When one thinks of giant upsets, single fights with huge odds come to mind, such as Matt Serra vs. Georges St. Pierre or Roxanne Modafferi vs. Maycee Barber. However, there are also matchups where the initial disparity between combatants is even greater, but it takes a few years for them to meet. In these cases, the shift is gradual, and it sneaks up on you. One example is the recent Bellator Paris main event of Gegard Mousasi vs. Fabian Edwards, where Mousasi was a significant but not enormous favorite at -250, and Edwards ended up winning the verdict.
Mousasi’s Decline and Edwards’ Improvement
This sneaky shocker occurred through movement at both ends. Leading up to the bout, Mousasi talked about a persistent injury to his neck causing numbness in his hands and not allowing him to sleep, even bringing up retirement. At 37 years old, with an incredible 20 years and 60 fights of professional MMA, he is washed-up. Against Edwards, he was noticeably slower both in terms of his movements as well as reactions. His cardio was more limited, a common issue with older fighters, and he wasn’t as physically strong. Even his major strengths, like his brutal top game, ground-and-pound, jab, and right cross were all blunted.
On the other hand, let us not ignore the incredible improvement and performance of Edwards. In the biggest match of his career, he put on the fight of his life. This was a vastly different, better martial artist than the one who should have lost to Mike Shipman in late 2019. He now had a dangerous, accurate right jab, moved and defended beautifully, and was a much better grappler, both defensively and offensively. Mousasi may be washed up, but he would still have beaten a lot of quality middleweights that night, but not Edwards, who is now a top 10 middleweight.
Other Examples of Sneaky Shockers
There are many such examples of giant upsets sneaking up on us. Two of these come from the first season of The Ultimate Fighter. Imagine if you told people in 2004 that Chris Leben, who had been dominated by Josh Koscheck and lost via cut to the much smaller Kenny Florian, would at any point beat the world’s greatest light heavyweight and top pound-for-pound talent Wanderlei Silva? And yet, in 2011 not only did Leben beat Silva, but he knocked him out in 27 seconds. Silva’s risky style meant he would always eat a certain number of flush connects in a fight, and his chin was getting worse all the time. However, predicting this result in 2004 would have been met with disbelief.
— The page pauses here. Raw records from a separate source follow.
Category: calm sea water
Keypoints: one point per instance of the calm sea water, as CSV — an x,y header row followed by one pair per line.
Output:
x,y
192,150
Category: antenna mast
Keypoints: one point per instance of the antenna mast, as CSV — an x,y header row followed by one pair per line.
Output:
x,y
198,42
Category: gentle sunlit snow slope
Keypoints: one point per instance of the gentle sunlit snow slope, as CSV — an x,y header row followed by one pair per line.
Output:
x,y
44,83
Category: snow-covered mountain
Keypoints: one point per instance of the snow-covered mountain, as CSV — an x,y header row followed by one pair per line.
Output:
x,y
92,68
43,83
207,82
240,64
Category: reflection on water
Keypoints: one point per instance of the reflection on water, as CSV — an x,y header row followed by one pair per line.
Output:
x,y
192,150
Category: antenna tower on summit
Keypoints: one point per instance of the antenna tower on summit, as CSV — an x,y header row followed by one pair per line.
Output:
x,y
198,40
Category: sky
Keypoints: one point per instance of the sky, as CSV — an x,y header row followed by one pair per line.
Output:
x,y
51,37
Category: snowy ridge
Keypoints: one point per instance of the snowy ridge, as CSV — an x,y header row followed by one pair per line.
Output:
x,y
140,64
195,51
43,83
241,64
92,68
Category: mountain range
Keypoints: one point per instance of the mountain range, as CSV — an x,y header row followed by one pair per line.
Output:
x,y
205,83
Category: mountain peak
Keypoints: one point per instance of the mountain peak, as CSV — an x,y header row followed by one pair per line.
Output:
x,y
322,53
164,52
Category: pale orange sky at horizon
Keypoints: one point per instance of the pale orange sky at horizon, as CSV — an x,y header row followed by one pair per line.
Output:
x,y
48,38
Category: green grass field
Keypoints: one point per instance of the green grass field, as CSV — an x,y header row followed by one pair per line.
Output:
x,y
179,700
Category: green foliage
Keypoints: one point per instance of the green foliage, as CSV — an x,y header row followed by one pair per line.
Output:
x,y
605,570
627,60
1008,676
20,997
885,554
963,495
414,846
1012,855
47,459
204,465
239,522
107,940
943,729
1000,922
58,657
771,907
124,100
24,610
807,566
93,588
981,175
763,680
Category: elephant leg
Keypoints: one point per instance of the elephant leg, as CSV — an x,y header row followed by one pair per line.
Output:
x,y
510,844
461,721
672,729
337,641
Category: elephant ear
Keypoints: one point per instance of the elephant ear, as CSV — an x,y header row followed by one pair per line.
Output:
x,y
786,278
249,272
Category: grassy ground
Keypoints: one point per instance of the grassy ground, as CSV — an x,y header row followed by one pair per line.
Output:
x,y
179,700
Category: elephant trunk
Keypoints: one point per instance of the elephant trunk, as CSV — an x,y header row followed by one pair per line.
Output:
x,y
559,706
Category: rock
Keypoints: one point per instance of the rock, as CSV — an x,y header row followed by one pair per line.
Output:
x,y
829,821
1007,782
Another instance where both fighters had moved so much that the initial underdog became a big favorite is Kenny Florian vs. Takanori Gomi. In 2005, Florian had limited wrestling and striking, with some jiu-jitsu and a nice elbow as his only weapons, while Gomi was a huge, powerful wrestler and possessed some of the best, deadliest boxing in the entire sport. Yet by the time they fought in 2010, it was actually Florian who was the big -350 favorite. Gomi was a shadow of his former self, with a number of poor performances and losses proving it. Florian, meanwhile, had utterly transformed himself into an excellent grappler, including good wrestling, and a solid striker. It was little surprise when Florian tapped Gomi with a rear-naked choke in Round 3, though it sure would have been five years before.
In conclusion, it’s fascinating to think of how insane certain results would have sounded if you had told them to fans just a few years ago. Keep an eye out for these sneaky shockers in MMA, as they can provide intriguing insights into the sport’s constantly evolving landscape.